Niet toevallig besluit een toonaangevende studie in opdracht van de wereldleiders dat het grootste risico voor de stabiliteit van het systeem de sociaaleconomische tegenstellingen zijn. Het World Risks Report 2012 plaatst sociale ongelijkheid helemaal bovenaan de ranglijst van ‘risico’s’ voor de volgende tien jaar.

Alle pogingen om een zieltogende kapitalistische economie weer leven in te pompen hebben niet veel opgebracht. Duizenden miljarden euro’s die de banken werden toegestoken hebben het zwarte gat van de financiële wereld omgevormd tot een zwart gat in de overheidsfinanciën in Europa en de VS.

Het enige antwoord van de regeringen, of ze nu rechts zijn of ‘links’ zijn, is besnoeien, besnoeien en nogmaals besnoeien. Het gevolg hiervan is dat het broze economische herstel wordt gefnuikt. Landen zoals Griekenland, Italië, Spanje en Portugal ,om er maar een paar te noemen, worden zo dieper in een uitzichtloze recessie geduwd.

De fysica leert ons dat elke reactie een tegenreactie uitlokt.
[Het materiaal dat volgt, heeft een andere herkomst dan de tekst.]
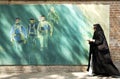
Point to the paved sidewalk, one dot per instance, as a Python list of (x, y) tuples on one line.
[(53, 75)]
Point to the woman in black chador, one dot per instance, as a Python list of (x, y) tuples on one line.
[(99, 50)]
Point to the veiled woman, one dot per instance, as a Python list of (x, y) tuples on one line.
[(99, 50)]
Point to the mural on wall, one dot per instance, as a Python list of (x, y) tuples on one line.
[(49, 34)]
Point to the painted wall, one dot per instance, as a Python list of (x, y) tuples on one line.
[(68, 44)]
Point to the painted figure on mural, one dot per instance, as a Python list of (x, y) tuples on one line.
[(53, 17), (18, 33), (32, 33), (99, 56), (44, 31)]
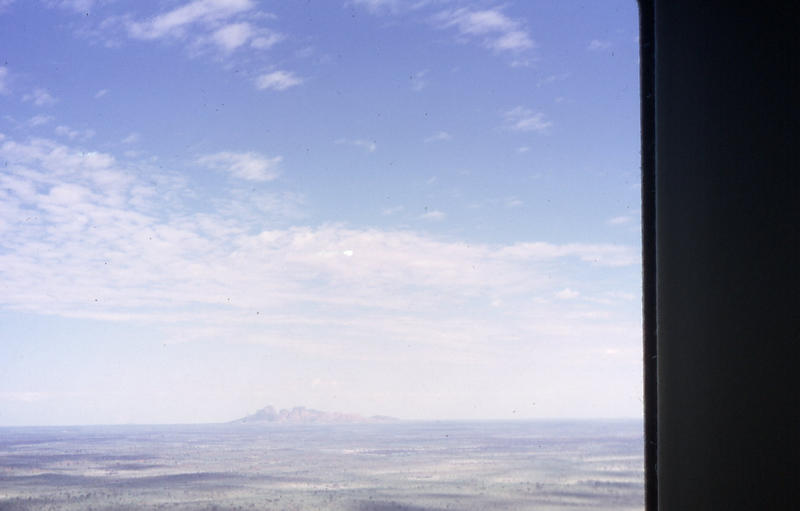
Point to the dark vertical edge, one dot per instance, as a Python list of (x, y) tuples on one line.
[(647, 84)]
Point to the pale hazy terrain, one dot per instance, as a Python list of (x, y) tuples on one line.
[(411, 466)]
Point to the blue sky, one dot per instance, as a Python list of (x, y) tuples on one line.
[(426, 209)]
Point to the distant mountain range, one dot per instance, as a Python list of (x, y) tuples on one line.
[(303, 415)]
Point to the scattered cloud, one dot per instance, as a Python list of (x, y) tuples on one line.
[(249, 166), (81, 6), (84, 235), (433, 214), (598, 45), (39, 120), (74, 134), (25, 396), (524, 119), (567, 294), (175, 22), (39, 97), (491, 26), (439, 136), (391, 211), (377, 6), (233, 35), (132, 138), (550, 79), (278, 80), (369, 145)]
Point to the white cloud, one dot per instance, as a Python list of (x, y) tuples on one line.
[(377, 6), (39, 120), (132, 138), (598, 45), (369, 145), (39, 97), (249, 166), (74, 134), (233, 35), (85, 235), (439, 136), (81, 6), (524, 119), (433, 214), (174, 23), (4, 80), (567, 294), (391, 211), (496, 30), (278, 80), (25, 396)]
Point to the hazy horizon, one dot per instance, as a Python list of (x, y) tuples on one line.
[(425, 209), (364, 415)]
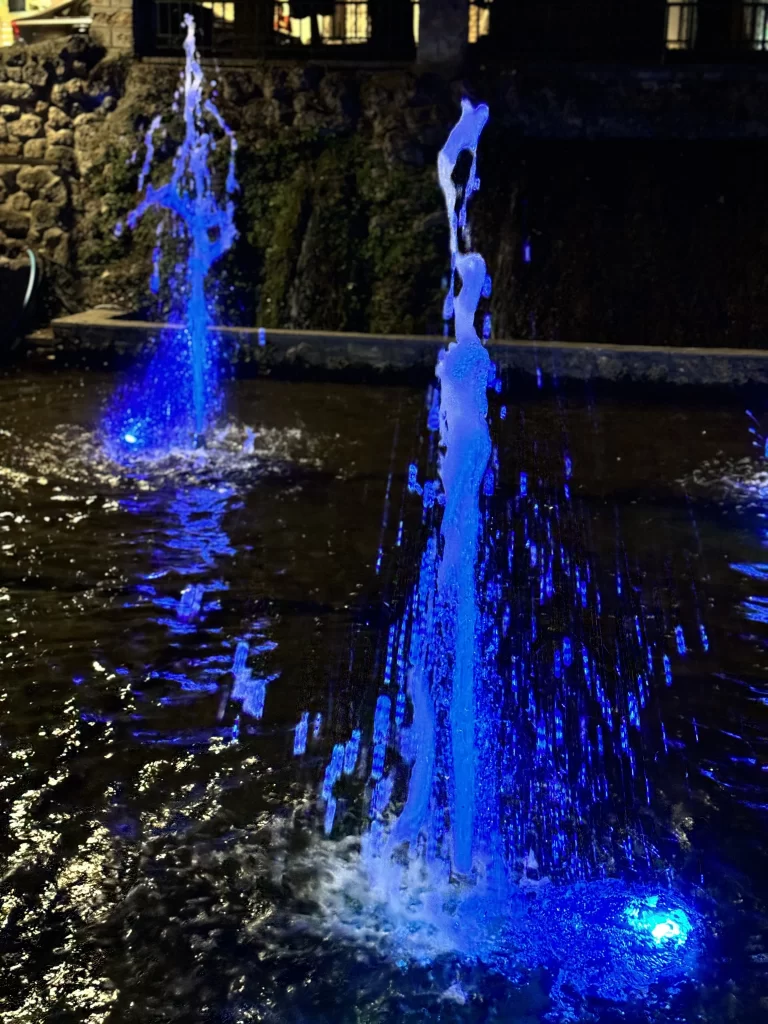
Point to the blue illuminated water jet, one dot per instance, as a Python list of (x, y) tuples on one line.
[(518, 721), (177, 398)]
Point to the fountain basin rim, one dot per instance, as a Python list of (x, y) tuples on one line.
[(103, 330)]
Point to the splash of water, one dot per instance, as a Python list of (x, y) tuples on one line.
[(178, 396)]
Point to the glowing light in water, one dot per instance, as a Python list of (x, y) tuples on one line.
[(663, 927), (178, 396)]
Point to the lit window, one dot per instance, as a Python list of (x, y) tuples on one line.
[(756, 26), (479, 19), (681, 25)]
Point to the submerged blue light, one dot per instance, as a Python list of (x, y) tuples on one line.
[(662, 927)]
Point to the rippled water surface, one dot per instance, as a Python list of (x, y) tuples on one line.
[(161, 847)]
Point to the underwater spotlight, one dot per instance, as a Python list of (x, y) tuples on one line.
[(659, 927)]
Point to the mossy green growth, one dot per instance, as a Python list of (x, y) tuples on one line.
[(342, 240)]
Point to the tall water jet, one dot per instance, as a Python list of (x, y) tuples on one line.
[(179, 395), (465, 441)]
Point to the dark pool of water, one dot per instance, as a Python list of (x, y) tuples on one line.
[(160, 848)]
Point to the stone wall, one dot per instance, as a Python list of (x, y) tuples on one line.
[(49, 100), (615, 207), (113, 25)]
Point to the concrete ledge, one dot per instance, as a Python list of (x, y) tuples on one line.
[(99, 333)]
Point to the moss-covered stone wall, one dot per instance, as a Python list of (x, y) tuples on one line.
[(615, 207)]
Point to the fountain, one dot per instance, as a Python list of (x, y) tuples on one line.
[(177, 398), (516, 705)]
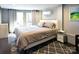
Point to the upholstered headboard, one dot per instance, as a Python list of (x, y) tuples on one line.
[(50, 21)]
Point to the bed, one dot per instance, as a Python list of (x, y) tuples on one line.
[(30, 36)]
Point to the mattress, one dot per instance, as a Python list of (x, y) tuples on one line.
[(30, 35)]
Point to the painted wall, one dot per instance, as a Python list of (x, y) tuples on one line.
[(70, 26), (0, 15), (4, 15), (58, 15)]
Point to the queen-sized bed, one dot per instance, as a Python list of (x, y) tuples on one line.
[(30, 36)]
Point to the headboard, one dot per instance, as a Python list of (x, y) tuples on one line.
[(51, 21)]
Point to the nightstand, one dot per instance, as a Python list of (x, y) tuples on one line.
[(61, 37)]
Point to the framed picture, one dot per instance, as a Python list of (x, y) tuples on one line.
[(74, 14), (47, 15)]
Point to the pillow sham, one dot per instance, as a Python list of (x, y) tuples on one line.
[(49, 25)]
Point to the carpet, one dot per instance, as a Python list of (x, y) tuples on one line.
[(49, 47)]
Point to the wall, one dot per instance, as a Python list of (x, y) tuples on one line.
[(4, 15), (0, 15), (58, 15), (69, 26)]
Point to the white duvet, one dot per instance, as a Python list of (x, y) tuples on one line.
[(29, 28)]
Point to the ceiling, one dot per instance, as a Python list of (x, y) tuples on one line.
[(29, 6)]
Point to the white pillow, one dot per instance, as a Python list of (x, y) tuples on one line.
[(40, 24), (49, 25)]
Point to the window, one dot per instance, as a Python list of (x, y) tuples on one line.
[(19, 18), (29, 18)]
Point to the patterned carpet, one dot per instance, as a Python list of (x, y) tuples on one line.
[(50, 47)]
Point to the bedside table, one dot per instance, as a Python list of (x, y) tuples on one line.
[(62, 37)]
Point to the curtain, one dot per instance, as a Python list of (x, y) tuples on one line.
[(36, 16), (12, 20)]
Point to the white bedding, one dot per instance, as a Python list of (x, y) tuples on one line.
[(29, 28)]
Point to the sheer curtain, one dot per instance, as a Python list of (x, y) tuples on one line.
[(36, 16), (12, 19)]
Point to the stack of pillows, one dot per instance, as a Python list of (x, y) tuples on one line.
[(47, 24)]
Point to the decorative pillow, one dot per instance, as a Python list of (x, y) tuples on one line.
[(40, 24), (49, 25)]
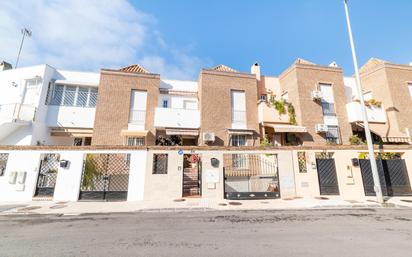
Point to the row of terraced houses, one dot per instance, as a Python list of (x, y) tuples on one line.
[(307, 104), (129, 134)]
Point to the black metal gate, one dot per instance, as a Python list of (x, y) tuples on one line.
[(393, 177), (47, 177), (328, 181), (250, 176), (105, 177)]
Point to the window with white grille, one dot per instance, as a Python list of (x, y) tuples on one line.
[(68, 95)]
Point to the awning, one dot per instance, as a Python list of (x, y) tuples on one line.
[(71, 132), (387, 135), (136, 133), (182, 132), (240, 131), (287, 128)]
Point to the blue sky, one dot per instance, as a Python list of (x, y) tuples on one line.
[(177, 38), (275, 33)]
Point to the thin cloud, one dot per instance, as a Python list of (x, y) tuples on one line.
[(89, 35)]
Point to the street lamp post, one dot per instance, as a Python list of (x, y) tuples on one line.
[(25, 32), (372, 158)]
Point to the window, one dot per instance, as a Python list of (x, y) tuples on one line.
[(138, 107), (238, 108), (78, 141), (327, 102), (134, 141), (238, 140), (3, 162), (302, 162), (410, 89), (332, 135), (159, 164), (66, 95)]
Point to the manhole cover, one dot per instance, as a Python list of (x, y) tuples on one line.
[(322, 198), (58, 206), (30, 208)]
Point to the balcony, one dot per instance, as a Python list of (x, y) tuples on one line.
[(269, 114), (70, 116), (375, 113), (177, 118), (17, 113)]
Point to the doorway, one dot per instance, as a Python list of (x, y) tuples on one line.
[(191, 175)]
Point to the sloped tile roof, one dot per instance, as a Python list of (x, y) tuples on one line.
[(371, 63), (135, 68), (224, 68)]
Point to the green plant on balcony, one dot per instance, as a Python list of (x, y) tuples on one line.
[(90, 173), (373, 102), (279, 106), (292, 114), (265, 141), (356, 140)]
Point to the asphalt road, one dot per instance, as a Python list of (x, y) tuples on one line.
[(366, 232)]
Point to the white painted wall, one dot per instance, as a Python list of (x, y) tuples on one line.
[(138, 164), (70, 116), (68, 179), (177, 118)]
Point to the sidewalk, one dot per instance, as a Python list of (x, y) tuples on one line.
[(77, 208)]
Zo gaat het ook in de maatschappij. Na een eerste periode van desoriëntatie en verlamming als gevolg van de crisis in 2008 en 2009 begint de arbeidersklasse in actie te komen. Door in actie te komen begint de arbeidersklasse ook haar ketenen te voelen en tegelijkertijd haar kracht. Vandaag in 2012 is de arbeidersklasse (de brede klasse van loontrekkenden) nooit zo sterk geweest. Zowel in aantal als wat haar centrale positie in de economie betreft. Niets beweegt als de arbeidersklasse het werk neerlegt. In Egypte en Tunisië is het de stakingsbeweging in de bedrijven die de genadeslag heeft gegeven aan de despotische regimes. Dat is een mooi voorbeeld van de macht van de arbeidersklasse.

De meest opvallende uitdrukking van de groeiende tegenreactie is de wereldwijde protestbeweging tegen het kapitalisme. Een groeiend aantal mensen reageren tegen het bestaande stelsel, dat miljoenen mensen veroordeelt tot werkloosheid. Mensen hebben genoeg van de eindeloze oorlogen, van het onrecht en van het racisme. Maar vooral hebben ze hun buik vol van de obscene ongelijkheid, de enorme concentratie van rijkdom in de handen van een minuscuul kleine groep terwijl 99 procent van de bevolking moet leven in armoede en verloedering. De slogan “wij zijn de 99 procent, jullie de 1 procent” drukt dit zeer grafisch uit.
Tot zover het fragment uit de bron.